Francine Pérard : il était une fois Mamita

Une conteuse n’aurait elle pas la tête dans les nuages, là d’où elle tirerait ses idées, loin du plat quotidien ? Francine Pérard a plutôt les pieds sur terre. C’est sa mémoire qui informe ce qu’elle dit, plus que la fantaisie. Les mots sont dits pour le plaisir, mais avec précision. «Je ne parlerais pas d’un tronc de bambou, main d’une tige, car c’est une graminée.»
    Pourtant, même prendre rendez-vous avec elle est toute une histoire. Elle décore de détails et de parenthèses la discussion du jour et l’heure. Cela donne à la conversation tout le charme d’un conte, qui prend l’auditeur et ne le lâche  pas.
    L’association «Conte et Raconte en Soissonnais», fondée en 1988 et qu’elle préside, comprend huit conteuses («mes complices en contes»).
    Comment devenir conteuse ? «Pensant déjà à ma retraite, je tombe chez mon coiffeur sur une annonce, proposant une formation.» Depuis, de stages en ateliers, les membres se forment, pour améliorer leurs interventions dans des écoles, les maisons de retraite, là où les gens aiment s’en laisser conter des belles.
    Alors que le merveilleux, le fantastique, le burlesque, le triste et le gai sont à portée de ses lèvres, pourquoi se tarderait-elle sur sa propre histoire ? Elle évoque à peine son grand père suisse, venu à Saint Omer et happé par une machine dans une minoterie ; son père mort alors qu’elle avait dix-huit mois ; sa mère, receveuse de la Poste à Ambleny ; ses lectures, dont Balzac à dix ans ; ses années de guerre, pensionnaire au Lycée de la rue de Panleu, avec des Allemands qui occupaient les maisons voisines ; sa carrière tout entière dans le service social de l’AMSAM, jusqu’en 1987. Elle aime mieux parler de l’activité de conteuse «en concertation et en bonne entente» avec les autres. Rester derrière les contes, pas devant, voilà l’ idée.

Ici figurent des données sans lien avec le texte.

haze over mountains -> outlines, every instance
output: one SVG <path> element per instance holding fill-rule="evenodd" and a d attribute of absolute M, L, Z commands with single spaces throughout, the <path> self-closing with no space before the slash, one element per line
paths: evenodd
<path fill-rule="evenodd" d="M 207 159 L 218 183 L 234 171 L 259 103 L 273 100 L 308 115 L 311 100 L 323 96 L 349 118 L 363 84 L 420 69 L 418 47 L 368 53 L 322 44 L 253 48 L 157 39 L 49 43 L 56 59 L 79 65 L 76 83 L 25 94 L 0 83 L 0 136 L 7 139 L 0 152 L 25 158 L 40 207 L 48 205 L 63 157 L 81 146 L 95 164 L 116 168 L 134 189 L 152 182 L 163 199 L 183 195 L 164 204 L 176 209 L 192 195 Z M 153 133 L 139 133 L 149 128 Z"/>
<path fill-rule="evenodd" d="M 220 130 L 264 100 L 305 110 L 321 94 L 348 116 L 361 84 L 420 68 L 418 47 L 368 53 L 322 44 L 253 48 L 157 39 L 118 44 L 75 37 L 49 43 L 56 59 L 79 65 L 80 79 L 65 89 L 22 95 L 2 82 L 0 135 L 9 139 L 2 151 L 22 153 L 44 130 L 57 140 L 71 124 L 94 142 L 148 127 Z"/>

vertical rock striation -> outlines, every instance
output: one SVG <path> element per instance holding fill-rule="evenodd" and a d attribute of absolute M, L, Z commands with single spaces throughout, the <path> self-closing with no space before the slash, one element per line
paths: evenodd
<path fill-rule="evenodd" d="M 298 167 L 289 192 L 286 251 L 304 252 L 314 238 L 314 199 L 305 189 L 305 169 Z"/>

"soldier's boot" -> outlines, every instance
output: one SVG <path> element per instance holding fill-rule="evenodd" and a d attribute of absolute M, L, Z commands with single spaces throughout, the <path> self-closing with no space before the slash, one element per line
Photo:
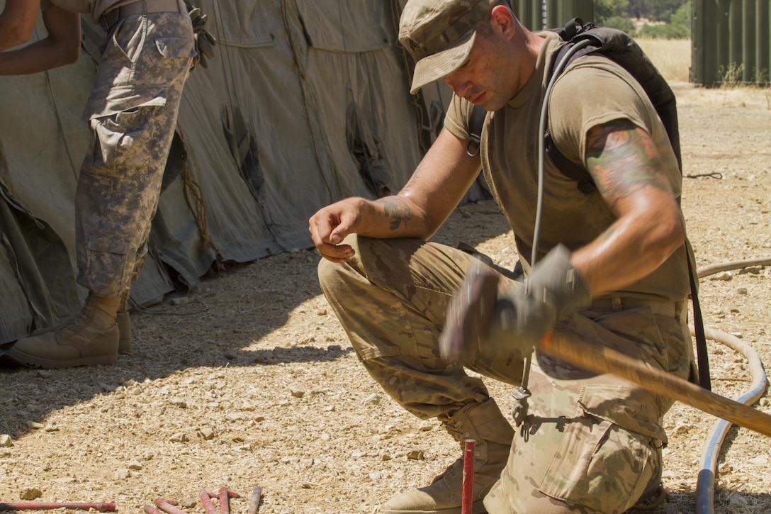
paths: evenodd
<path fill-rule="evenodd" d="M 65 326 L 19 340 L 8 351 L 32 367 L 114 364 L 118 360 L 119 298 L 89 296 L 80 314 Z"/>
<path fill-rule="evenodd" d="M 462 447 L 466 439 L 476 441 L 472 512 L 483 514 L 487 510 L 482 500 L 506 465 L 513 429 L 492 398 L 461 411 L 445 422 L 445 428 Z M 383 514 L 461 514 L 463 487 L 461 457 L 435 478 L 430 485 L 392 498 L 384 506 Z"/>
<path fill-rule="evenodd" d="M 127 355 L 131 353 L 131 316 L 129 315 L 129 293 L 120 296 L 120 307 L 115 315 L 115 322 L 118 325 L 118 353 Z"/>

    Pour conter, elle est «Mamita», c'est-à-dire «Grand-mère» en espagnol.  «Je raconte aux enfants comme à mes petits enfants.» Elle a un répertoire de deux centaines de contes, aménagés pour chaque public. «Si un conte effraie un enfant, je lui dis «N’aie pas peur : tu sais, ça finit bien.»
    Il s’agit de dégager le sens profond d’une histoire, celui qui «fait grandir les enfants et réfléchir les adultes».

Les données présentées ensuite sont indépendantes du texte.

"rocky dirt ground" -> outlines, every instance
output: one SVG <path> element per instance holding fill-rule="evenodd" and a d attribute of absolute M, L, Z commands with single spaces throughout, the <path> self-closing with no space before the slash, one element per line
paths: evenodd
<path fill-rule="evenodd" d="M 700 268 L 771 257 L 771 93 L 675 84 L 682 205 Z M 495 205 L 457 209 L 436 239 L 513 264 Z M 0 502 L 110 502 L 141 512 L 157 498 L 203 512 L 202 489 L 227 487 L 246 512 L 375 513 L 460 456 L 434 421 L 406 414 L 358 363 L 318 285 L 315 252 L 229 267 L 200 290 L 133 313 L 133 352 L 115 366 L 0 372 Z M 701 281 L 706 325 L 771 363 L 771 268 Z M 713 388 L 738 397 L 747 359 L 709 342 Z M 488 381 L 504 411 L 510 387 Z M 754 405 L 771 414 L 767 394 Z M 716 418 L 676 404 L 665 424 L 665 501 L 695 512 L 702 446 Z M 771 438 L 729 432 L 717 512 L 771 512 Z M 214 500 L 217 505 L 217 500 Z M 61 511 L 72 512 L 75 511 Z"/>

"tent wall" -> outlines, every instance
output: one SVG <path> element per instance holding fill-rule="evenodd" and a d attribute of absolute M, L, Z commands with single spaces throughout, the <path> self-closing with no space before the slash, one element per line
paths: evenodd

    Le goût des contes illustre une constante chez les hommes, celle de faire d’un monde sans queue ni tête une histoire qui tienne. Qui, en racontant le soir son après-midi, n’a pas ajusté la réalité pour donner une tension narrative aux événements épars de la journée ?
    Mamita a une approche savante des contes, citant ses sources, écrivains, recueils, les mythologies. Sa longue pratique donne à sa conversation une texture qui vient, non pas d’effets rhétoriques, mais de sa capacité à faire coller les mots exactement à ce qu’elle veut dire – et puis de les faire danser. Il le faut : alors qu’un auteur espère être lu, un conteur n’existe qu’écouté.
L’Union









Francine Pérard devant le portrait de l’écrivain Alice Verlay, cousine de son grand père.